Bisnis.com, JAKARTA – PT First Anugerah Karya Wisata (dalam PKPU) atau First Travel telah merombak isi rencana perdamaian.
Perombakan ini dilakukan lantaran proposal pertama tidak memuaskan para kreditur. Sehingga, hakim pengawas meminta First Travel (debitur) untuk memperbaiki skema penyelesaian utang.
Dalam proposal kedua yang diperoleh Bisnis, debitur menuliskan poin-poin pengembalian utang.
Pertama, perusahaan akan berusaha sebaik-baiknya untuk mendapatkan investasi modal dari pihak ketiga, dalam kurun 5 bulan sejak proposal perdamaian berlaku efektif.
Kedua, untuk mendapatkan dana tambahan, debitur akan menjual aset-aset yang tidak produktif. Aset yang dimaksud ialah aset yang disita oleh Bareskrim Mabes Polri dan aset yang dipegang oleh pihak ketiga.
Dana investor akan digunakan untuk membayar utang pajak, utang jasa dan utang vendor.
Ketiga, utang pajak akan dibayarkan ketika perusahaan mendapatkan dana yang cukup. Dengan begitu, debitur meminta masa tunggu atau grace period selama setahun setelah perjanjian disahkan atau homologasi.
Keempat, utang jasa akan dibagi menjadi dua kategori yaitu memberangkatkan jamaah umrah dan mengembalikan uang (refund).

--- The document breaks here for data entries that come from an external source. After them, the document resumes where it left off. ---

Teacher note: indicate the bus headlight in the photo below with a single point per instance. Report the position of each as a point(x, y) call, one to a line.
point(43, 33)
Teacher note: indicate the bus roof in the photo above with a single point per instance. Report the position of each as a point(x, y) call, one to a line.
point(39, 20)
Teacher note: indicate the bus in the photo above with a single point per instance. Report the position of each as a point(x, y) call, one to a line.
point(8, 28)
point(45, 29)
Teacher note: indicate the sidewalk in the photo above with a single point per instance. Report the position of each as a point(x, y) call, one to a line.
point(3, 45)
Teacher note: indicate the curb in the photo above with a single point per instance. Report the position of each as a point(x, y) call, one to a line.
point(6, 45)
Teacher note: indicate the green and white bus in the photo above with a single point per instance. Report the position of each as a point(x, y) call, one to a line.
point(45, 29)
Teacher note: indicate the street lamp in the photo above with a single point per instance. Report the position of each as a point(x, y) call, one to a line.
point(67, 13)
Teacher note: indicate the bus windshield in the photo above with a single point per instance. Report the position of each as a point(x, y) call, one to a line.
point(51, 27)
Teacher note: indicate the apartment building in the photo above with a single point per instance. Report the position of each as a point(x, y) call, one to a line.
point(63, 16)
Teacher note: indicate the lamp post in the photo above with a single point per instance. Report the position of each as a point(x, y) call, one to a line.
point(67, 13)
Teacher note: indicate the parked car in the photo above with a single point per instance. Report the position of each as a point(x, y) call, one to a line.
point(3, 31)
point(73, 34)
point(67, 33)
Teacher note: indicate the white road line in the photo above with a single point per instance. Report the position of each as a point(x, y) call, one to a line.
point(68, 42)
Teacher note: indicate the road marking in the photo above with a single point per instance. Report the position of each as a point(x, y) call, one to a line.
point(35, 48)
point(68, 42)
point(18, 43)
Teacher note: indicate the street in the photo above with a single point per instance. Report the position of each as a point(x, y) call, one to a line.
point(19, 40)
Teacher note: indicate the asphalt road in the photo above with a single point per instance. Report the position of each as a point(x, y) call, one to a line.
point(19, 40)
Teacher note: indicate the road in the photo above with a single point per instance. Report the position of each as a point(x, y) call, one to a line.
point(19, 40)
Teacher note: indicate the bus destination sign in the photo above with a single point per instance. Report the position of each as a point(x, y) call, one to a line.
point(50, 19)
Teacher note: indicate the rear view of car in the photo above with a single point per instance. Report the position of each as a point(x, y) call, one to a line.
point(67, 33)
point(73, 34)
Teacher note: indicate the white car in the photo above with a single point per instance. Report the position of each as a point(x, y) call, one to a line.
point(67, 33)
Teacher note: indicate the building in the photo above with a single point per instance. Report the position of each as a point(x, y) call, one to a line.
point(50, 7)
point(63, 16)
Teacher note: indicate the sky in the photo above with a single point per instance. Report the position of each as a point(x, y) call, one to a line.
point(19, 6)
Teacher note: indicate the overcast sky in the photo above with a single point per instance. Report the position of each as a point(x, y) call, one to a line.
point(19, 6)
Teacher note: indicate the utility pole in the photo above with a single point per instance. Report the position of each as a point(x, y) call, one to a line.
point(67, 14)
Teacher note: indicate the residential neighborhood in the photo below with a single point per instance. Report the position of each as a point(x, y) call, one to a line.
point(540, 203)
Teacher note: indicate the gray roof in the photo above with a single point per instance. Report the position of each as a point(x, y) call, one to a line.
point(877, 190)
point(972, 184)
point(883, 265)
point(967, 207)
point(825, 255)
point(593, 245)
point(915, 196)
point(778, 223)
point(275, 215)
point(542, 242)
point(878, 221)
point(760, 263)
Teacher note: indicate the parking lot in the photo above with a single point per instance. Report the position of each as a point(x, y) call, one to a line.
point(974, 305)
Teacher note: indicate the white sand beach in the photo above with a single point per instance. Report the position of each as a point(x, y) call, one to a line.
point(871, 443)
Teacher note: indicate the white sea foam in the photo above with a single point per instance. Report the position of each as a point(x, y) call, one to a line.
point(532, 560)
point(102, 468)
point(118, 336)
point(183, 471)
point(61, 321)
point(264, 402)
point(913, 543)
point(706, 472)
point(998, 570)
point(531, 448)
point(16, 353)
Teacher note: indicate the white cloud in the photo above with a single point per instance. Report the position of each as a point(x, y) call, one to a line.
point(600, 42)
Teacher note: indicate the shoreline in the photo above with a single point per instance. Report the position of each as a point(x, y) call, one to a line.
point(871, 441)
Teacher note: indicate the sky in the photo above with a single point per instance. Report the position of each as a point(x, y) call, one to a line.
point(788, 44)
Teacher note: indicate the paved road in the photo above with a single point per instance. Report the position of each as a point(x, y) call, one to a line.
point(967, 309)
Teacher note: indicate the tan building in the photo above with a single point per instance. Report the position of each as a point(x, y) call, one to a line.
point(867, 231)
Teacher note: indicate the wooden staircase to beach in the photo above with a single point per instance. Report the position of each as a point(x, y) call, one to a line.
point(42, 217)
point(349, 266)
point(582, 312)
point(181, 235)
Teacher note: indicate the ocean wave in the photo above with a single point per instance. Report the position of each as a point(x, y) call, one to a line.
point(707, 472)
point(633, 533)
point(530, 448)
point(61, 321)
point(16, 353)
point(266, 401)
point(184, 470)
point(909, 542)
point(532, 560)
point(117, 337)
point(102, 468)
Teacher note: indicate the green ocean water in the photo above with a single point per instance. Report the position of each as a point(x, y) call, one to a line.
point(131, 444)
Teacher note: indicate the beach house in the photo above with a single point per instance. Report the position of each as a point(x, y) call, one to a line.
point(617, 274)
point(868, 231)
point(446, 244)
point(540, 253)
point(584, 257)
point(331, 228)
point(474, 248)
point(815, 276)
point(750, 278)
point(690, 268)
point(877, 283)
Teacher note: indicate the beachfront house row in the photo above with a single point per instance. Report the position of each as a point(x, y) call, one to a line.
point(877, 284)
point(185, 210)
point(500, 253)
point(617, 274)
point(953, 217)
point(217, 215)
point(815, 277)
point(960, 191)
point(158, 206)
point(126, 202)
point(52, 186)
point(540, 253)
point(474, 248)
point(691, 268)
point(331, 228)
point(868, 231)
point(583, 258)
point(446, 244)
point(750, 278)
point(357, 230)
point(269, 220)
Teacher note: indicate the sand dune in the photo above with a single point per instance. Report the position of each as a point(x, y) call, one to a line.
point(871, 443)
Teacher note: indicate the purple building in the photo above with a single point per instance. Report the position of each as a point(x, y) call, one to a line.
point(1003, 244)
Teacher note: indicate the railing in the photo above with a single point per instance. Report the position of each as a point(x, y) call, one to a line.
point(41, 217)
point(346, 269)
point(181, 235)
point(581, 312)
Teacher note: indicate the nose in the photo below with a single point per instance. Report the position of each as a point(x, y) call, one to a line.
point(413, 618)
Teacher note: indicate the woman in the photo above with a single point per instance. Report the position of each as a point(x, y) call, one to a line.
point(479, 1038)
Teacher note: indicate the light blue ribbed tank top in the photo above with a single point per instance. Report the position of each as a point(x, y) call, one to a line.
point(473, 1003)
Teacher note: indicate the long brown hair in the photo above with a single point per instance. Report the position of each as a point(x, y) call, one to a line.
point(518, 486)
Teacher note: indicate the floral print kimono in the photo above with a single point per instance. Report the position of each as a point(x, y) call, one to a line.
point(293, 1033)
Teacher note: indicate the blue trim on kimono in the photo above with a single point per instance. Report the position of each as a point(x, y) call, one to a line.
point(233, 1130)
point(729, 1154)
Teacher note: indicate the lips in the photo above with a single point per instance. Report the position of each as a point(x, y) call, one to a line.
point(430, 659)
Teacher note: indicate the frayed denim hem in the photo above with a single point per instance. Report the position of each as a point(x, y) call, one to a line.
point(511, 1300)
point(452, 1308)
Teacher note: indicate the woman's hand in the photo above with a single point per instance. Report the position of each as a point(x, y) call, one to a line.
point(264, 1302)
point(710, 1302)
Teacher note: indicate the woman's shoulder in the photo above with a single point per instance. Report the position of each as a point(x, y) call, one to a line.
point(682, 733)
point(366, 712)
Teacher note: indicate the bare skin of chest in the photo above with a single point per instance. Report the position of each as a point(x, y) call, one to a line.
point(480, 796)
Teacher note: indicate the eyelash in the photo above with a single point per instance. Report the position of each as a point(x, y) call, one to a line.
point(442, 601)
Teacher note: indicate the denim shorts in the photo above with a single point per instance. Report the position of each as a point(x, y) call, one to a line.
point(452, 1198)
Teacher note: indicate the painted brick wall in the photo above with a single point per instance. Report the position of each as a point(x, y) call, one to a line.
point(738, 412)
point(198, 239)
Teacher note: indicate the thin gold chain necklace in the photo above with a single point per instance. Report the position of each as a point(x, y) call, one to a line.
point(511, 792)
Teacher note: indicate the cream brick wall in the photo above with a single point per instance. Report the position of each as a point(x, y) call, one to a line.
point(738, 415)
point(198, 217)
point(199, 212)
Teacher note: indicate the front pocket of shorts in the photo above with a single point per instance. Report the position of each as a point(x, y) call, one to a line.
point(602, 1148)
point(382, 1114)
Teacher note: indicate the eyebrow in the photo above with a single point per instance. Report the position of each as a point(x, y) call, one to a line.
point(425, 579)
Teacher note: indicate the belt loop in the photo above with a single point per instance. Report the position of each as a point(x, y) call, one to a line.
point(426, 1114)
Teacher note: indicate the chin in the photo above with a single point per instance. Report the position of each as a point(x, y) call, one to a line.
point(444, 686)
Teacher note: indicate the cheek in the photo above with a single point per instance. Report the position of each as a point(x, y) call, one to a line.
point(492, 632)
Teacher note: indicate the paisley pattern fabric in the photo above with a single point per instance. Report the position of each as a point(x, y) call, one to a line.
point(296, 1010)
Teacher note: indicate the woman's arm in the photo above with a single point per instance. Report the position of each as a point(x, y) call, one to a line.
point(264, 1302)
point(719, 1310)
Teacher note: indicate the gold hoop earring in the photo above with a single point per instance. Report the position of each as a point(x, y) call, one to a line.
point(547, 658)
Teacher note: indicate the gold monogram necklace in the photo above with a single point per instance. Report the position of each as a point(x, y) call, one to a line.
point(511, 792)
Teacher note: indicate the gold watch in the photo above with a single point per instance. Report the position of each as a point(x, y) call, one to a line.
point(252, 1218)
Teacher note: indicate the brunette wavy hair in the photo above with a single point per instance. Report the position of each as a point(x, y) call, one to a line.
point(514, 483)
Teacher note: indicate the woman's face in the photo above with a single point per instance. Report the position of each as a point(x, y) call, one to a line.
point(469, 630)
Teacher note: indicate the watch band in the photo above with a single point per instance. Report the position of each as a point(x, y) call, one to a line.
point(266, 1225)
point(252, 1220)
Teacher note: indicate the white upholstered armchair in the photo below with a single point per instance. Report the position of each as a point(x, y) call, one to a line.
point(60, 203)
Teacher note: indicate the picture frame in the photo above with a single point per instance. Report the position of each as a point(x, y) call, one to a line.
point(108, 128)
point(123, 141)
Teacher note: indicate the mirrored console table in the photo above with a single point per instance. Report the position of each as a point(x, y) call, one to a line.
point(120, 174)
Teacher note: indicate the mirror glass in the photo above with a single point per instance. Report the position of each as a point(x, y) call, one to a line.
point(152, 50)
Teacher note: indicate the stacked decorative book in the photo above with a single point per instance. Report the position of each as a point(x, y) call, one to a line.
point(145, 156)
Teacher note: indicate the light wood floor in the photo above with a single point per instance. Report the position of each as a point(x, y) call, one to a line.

Pemberangkatan calon jamaah umrah akan dilakukan dengan sistem FIFO (First In, First Out) dengan ketentuan,
Calon jamaah yang dijadwalkan berangkat pada 2017 akan diterbangkan pada 2019, mulai Januari-Desember 2019.
Selanjutnya, calon jamaah yang dijadwalkan berangkat pada 2018 akan diterbangkan pada 2020, mulai Januari-Desember 2020.
Mengenai jumlah jamaah yang berangkat, akan dikomunikasikan antara debitur dan tim pengurus.
Debitur juga menjanjikan melakukan refund kepada calon jamaah. Dana akan dikembalikan secara bertahap kepada kreditur dimulai dari Januari 2020 sampai Desember 2020.
Kelima, utang kepada vendor akan dibayar dengan cara dicicil setiap kali keberangkatan jamaah. Debitur mengklaim vendor-vendor yang menjadi kreditur First Travel akan tetap menjadi mitra perusahaan dalam memberangkatkan jamaah.